More than four million Israelis have already had the virus and recovered, with more than half of them having been infected during the onslaught of the omicron variant earlier this year. And most professionals think the true number is much higher, because many people caught omicron but were never diagnosed.
In addition, more than six million Israelis have received two doses of the vaccine, with 4.5 million of them having received three doses and 800,000 having received four doses.
On Tuesday, Health Minister Nitzan Horowitz announced that Israel is canceling its mask mandate on flights starting next Monday.

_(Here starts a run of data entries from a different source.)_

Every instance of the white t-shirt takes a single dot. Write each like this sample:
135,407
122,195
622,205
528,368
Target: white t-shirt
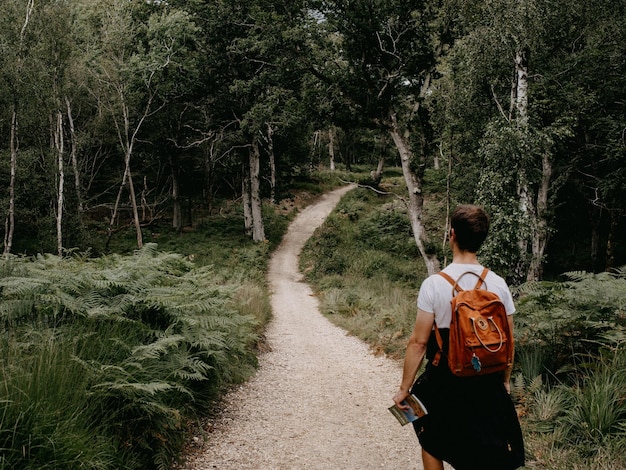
435,293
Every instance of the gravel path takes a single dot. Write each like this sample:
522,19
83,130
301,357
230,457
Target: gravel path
319,399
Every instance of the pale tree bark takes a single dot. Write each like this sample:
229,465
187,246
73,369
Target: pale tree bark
246,199
9,226
74,159
331,147
59,145
177,213
256,206
416,199
269,143
540,240
534,208
377,174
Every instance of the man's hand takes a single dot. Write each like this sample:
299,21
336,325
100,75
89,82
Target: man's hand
400,397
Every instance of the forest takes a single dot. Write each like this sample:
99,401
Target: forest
134,114
126,124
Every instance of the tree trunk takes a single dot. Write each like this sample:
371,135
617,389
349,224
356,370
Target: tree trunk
258,228
246,199
377,174
59,147
133,203
177,214
331,147
118,200
9,226
74,160
270,152
615,215
540,239
416,200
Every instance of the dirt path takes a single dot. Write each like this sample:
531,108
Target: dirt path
320,398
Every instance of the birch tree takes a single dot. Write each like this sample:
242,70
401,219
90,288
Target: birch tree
389,51
15,78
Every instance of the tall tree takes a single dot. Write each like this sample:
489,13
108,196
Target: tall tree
388,57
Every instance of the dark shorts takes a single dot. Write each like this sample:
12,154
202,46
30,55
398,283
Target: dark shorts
472,422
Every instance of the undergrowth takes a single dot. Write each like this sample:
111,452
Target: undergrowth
570,377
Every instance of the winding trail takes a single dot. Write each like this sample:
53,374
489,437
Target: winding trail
319,399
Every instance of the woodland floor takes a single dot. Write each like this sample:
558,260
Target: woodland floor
319,399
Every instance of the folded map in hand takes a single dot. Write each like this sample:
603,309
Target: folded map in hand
416,410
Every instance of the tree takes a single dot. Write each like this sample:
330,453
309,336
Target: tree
388,57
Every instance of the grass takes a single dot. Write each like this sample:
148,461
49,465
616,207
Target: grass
366,271
106,361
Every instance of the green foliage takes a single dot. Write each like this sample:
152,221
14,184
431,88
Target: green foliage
364,264
127,348
581,315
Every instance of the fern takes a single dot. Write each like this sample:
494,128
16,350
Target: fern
155,337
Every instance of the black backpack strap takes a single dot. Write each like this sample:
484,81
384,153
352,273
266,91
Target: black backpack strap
457,288
481,279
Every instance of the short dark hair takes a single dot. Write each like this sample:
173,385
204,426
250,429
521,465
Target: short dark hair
471,225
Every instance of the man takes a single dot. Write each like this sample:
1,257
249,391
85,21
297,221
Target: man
472,422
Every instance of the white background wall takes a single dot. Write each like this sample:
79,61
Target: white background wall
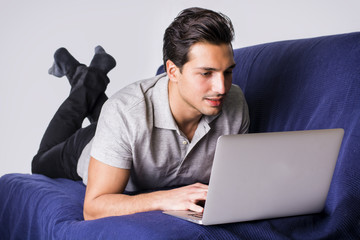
30,32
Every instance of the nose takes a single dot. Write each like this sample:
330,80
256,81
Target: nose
218,85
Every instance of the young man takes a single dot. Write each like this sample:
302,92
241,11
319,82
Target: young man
162,132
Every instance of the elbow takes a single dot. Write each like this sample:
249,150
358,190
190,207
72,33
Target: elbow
88,211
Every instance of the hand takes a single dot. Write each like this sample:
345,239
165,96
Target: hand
184,198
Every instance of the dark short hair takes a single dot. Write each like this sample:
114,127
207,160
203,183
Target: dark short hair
191,26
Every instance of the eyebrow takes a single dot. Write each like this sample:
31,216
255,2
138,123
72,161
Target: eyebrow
215,69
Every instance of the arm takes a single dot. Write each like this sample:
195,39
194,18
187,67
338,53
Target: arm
106,184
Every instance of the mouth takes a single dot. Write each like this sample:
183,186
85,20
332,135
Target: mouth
215,102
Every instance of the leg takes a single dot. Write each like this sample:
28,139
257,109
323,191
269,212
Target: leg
64,138
66,64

On Monday, the ministry said Israel will scrap all COVID testing requirements for arriving passengers from May 21.
The new regulations, revised in light of the declining rate of coronavirus infections in Israel, do away with PCR and rapid antigen tests for incoming travelers entering by air, land or sea. Travelers will still be asked to fill out an entry form 48 hours before boarding their flight.
In late April, Israel dropped its indoor mask mandate, excluding high-risk places, such as hospitals, flights, nursing homes and assisted living facilities.
While the past week saw a slight increase in the virus’s infection rate, the Health Ministry does not consider the recent rise significant enough to take new measures.
Prof. Ran Balicer, the head of the research institute for Clalit Health Services and the head of the experts’ committee advising the Health Ministry on the pandemic, stated, “The testing policy today has resulted in the calculated infection rate not representing the trends in morbidity in practice.”